拓平は奥側におり、ひどく驚いた顔をしたものの取り乱しはしなかった。胡座を崩して立て膝にしながら一眞の顔、腰の刀、背後へ順に目をやり、素早く状況を把握していく。
「酒を買い足しに……来たわけじゃなさそうだな」
彼は両手を伸ばして弟といとこの肩を掴むと、一眞から目を離さないままで鋭く命じた。
「おまえら奥へ行け」
「で、でもよう」
弟が抗弁しようとした時、店側の戸が打ち破られた音が聞こえてきた。
「くそっ」
拓平は舌打ちして横へ飛び、部屋の隅にあった蓋のない行李から刀を取った。鞘が傷んだまま手入れされておらず、かなり古いものに見える。だが抜き放たれた刀身は研ぎ上げられて輝いていた。
「来いッ、おれが相手になる」
彼が吠えたところへ、三ツ目と鉄腕が飛び込んできた。一方が弟、もう一方がいとこを受け持ち、組み付いて奥の部屋へ引きずっていく。
「待て――」
拓平がそちらへ気を取られた隙に、一眞は抜刀して部屋へ駆け上がった。囲炉裏を跳び越え、中段の構えから振りかぶって背中にひと太刀。しかし身をよじって逃げられ、その刃は空を斬った。
機敏な動きで立ち位置を入れ替えた拓平が、正眼に構えたままじりじりと戸口のほうへ下がっていく。それを追って前へ出ていき、ついに家の外へ出た一眞は土砂降りの中で彼と対峙した。
わざわざ広いところへ誘い出したな――。
こいつの得意技はなんだ。壁と天井に阻まれない場所で繰り出したい必殺の一手は。大上段からの斬り下ろしか。横一線の胴薙ぎ斬りか。
見れば、拓平は左足のつま先を泥の地面に深くめり込ませている。彼はその軸足のひと蹴りで体を前へ撃ち出し、瞬時に間合いを半分以下に縮めた。
押し迫ってくる拓平の肘が上がり、伸びきった腕と剣が一直線になる。
諸手突きか――一眞が悟るのと同時に、その喉笛目がけて切っ先がするすると伸びてきた。半歩下がりながら弾けば、即座に二段目が襲ってくる。一段目とまったく軌道が同じだ。再び下がって弾いたが、途切れず次がくるのは確実で、これ以上下がると壁際に追い詰められる。
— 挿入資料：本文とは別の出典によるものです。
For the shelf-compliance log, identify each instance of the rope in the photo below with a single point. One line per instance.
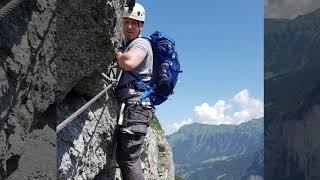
(84, 107)
(9, 7)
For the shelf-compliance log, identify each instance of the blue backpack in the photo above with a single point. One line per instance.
(166, 68)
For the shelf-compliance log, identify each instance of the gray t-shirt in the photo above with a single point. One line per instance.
(143, 71)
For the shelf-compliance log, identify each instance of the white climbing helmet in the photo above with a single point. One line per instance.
(138, 12)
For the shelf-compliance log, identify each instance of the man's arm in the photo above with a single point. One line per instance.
(131, 59)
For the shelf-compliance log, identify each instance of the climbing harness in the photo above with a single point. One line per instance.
(10, 6)
(112, 78)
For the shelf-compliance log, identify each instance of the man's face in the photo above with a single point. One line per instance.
(130, 28)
とはいえ、こんな局面は初めてではない。斬り合いの場数を踏んできた一眞には、すでに勝ち筋が見えていた。
風雨を切り裂いて三段目の刺突が襲い来る。彼はそれを、下がるのではなく前へ出ながら足をさばいて右へかわした。そのまま大胆に間合いを詰めて相手の懐へ入り、片手斬りに腹部を刺し貫く。
「え……」
まさかと言いたげにつぶやいた拓平が一眞を見つめながら膝から崩れ、ゆっくりと泥土の中に倒れ伏した。
「すげえ」
一眞の背後で感嘆の声を上げたのは三ツ目だった。弟らの始末を終えて、こちらの様子を見に来たようだ。
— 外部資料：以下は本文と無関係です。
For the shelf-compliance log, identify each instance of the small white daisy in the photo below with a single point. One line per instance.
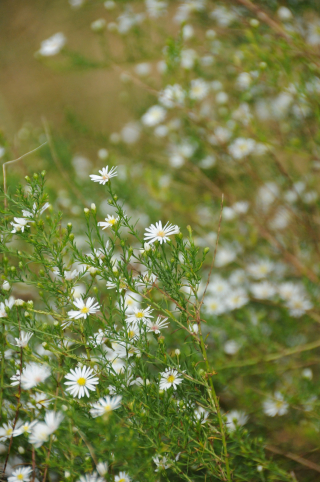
(105, 175)
(81, 381)
(52, 45)
(235, 419)
(159, 233)
(26, 427)
(102, 468)
(19, 224)
(105, 405)
(275, 405)
(3, 313)
(158, 325)
(85, 308)
(20, 475)
(6, 431)
(24, 338)
(91, 478)
(139, 314)
(170, 378)
(108, 222)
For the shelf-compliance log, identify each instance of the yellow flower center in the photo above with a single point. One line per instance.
(171, 378)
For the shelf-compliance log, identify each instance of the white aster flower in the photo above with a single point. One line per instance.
(85, 308)
(263, 290)
(19, 224)
(201, 414)
(236, 418)
(275, 405)
(156, 326)
(3, 313)
(38, 401)
(22, 474)
(140, 315)
(231, 347)
(105, 405)
(81, 381)
(35, 211)
(108, 222)
(25, 427)
(105, 175)
(10, 302)
(24, 338)
(52, 45)
(154, 116)
(170, 378)
(122, 477)
(299, 305)
(156, 8)
(241, 148)
(131, 301)
(215, 305)
(198, 89)
(102, 468)
(172, 95)
(158, 233)
(261, 269)
(6, 431)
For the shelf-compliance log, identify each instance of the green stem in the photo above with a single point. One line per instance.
(215, 400)
(2, 367)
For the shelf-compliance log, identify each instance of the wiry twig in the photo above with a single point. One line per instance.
(11, 162)
(296, 458)
(214, 256)
(57, 162)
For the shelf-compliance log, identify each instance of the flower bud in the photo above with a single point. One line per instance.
(6, 286)
(254, 22)
(98, 25)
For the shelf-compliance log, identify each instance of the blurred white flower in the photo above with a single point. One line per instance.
(52, 45)
(275, 405)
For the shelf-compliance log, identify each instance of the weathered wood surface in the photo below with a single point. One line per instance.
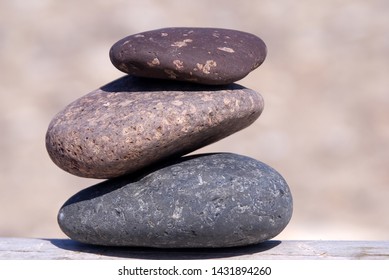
(62, 249)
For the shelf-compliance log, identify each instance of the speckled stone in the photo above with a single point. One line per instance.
(134, 122)
(209, 200)
(202, 55)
「あんたは躱しの達人だな。あれだけ突かれて、傷ひとつもらってねえとは」
嵐に負けない大声で言って、彼はうしろにいる鉄腕を振り返った。
「やっぱ剣術使いは怖えや。おれらだけだったら、返り討ちに遭ってたんじゃねえか」
「そんなわけがあるか」一味の中でも腕の立つ鉄腕が不機嫌に言う。「おまえはそうでも、おれはあの程度のやつに殺られやしねえ」
茶屋に戻ったのは一眞らの組が最後で、雨に洗われてもなお血なまぐさい男たちの浮かれ騒ぎに出迎えられた。修繕屋と小間物屋で激しい抵抗を受けて三人が負傷していたが、いずれもさほど重い傷ではない。少々の怪我など気にもならないほど、彼らは今夜の仕事の首尾に満足し、酒にでも酔ったように高揚していた。
「何もかも恐ろしいほどうまくいったなあ」
「ほんの半刻で……何人だ、二十六人か?」
「違う違う、二十七人だ。それに、まだ半刻も経っちゃいねえよ」
口々に言い合う子分たちを、板間の奥で胡座をかいている飯綱が見渡す。
「二十九人だ。一眞が先に殺った爺婆を忘れるな」
彼は人数を訂正すると、喉の奥で低く笑って腰を上げた。
「さて、ぼちぼちお宝探しといこうか。ちっぽけな宿のわりに、どの店もだいぶ繁盛してたらしいからな。家じゅうひっくり返して、持てるもんは洗いざらい持ってくぞ」
その言葉を待ちかねていた子分たちが、一斉に沸き立って目をぎらつかせる。まずは今いる場所から取りかかろうとした彼らを、飯綱は冷静に押しとどめた。
「おっと待て待て、手を出すんじゃねえ。この家のもんは一眞の総取りとする。こいつは客分だし、今回の仕切りは見事だったから当然の役得だ。てめえら、文句はねえな」
誰も文句は言わなかった。なにしろ蹂躙すべき家はほかに八軒もあるのだ。
「よし行け」
わっと歓声を上げて男たちが飛び出して行く。飯綱はそれを見届けたあと、足元に横たわる老夫婦の死骸に視線を落とし、その目を土間に立ったままの一眞に向けた。
「しばらく一緒に暮らしてたんだ。こいつらが何をどこに溜め込んでるか、全部わかってんだろ」
にやにやしながら近づいてきて、馴れ馴れしげに肩を叩く。
「ま、ゆっくり漁んな」
そう言い残して彼が外へ出て行くと、一眞はどっと疲れを感じて土の上に腰を下ろした。先ほどまでの喧噪が消えた屋内には、獣の唸り声のような風の音と、横殴りに壁を叩く雨音だけが響いている。
彼はその音に耳を傾けながら、部屋へ上がることも家財に手を触れることもなく、飯綱らが戻ってくるまでただじっと座っていた。